After a woman and her husband fell victim to financial exploitation and contacted our Call 4 Action office, a sitting US Senator is trying to take action to prevent future cases from happening.
“It's nice to meet you,” Edith Shorougian said while shaking U.S. Senator Tammy Baldwin’s hand.
Shorougian didn't think she'd meet a U.S. Senator, at least not for this reason. Edith and her husband, Arthur, of Mukwonogo, lost more than $80,000 to a financial advisor who they used to consider a friend.
“It's not easy realizing what has been done to you after all of the years,” said Edith.

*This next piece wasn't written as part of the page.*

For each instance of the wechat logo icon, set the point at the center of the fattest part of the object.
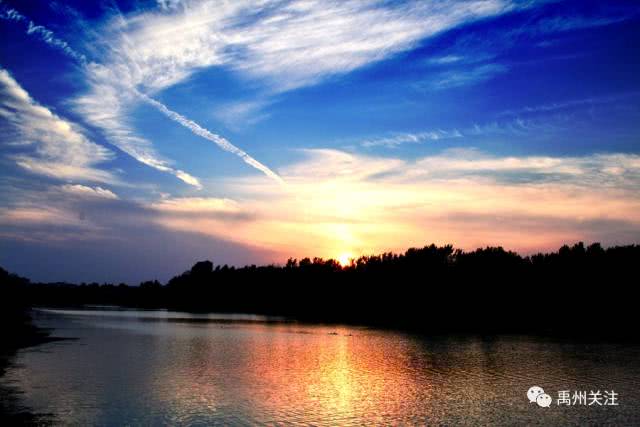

The couple said he told them he was investing their money, instead court documents report he used it for his own expenses and gambled it away.
The couple's son-in-law, Gerry Studer, discovered the fraud when balancing their checkbooks.
“It’s just not right and it just lit a fire under me,” said Studer.
“I would hate to be in Artie and Edith’s shoes thirty years from now and have somebody doing this to me,” said Studer.
Studer wrote a letter to Senator Baldwin, saying the laws on the books protecting elders from financial fraud needed to be stronger.
“When I first heard about Arthur and Edith's story, I was heartbroken,” Senator Baldwin said.
Senator Baldwin is currently drafting legislation to strengthen the laws on the books, protecting elders from financial fraud.
Her bill would mandate elderly victims be paid back full restitution, with interest. If a criminal doesn't pay them back entirely, a Victims Compensation Fund, established by the U.S. Department of Justice, would come into play.
The DOJ would also be tasked with creating a website, The National Elder Abuse and Fraud Criminal Watch List. State Attorneys General would be required to report their lists to this website.
It also would force fraudsters to report crimes to the state Attorney General.
“We need to have a better system to bring justice,” Senator Baldwin said.
“Fraudsters will always be there. We just need to strengthen ourselves and our laws and our tools in the 21st century,” the Senator continued.
Depending on if the bill makes it into law, Edith and Arthur may never see their hard-earned money again. Their attorney isn't giving them false hope.
“Full restitution is very rare in the cases that we see, often times, we can find a way to settle, and hope that that amount of money comes in,” said Aimee McGinty with the Elder Rights Project.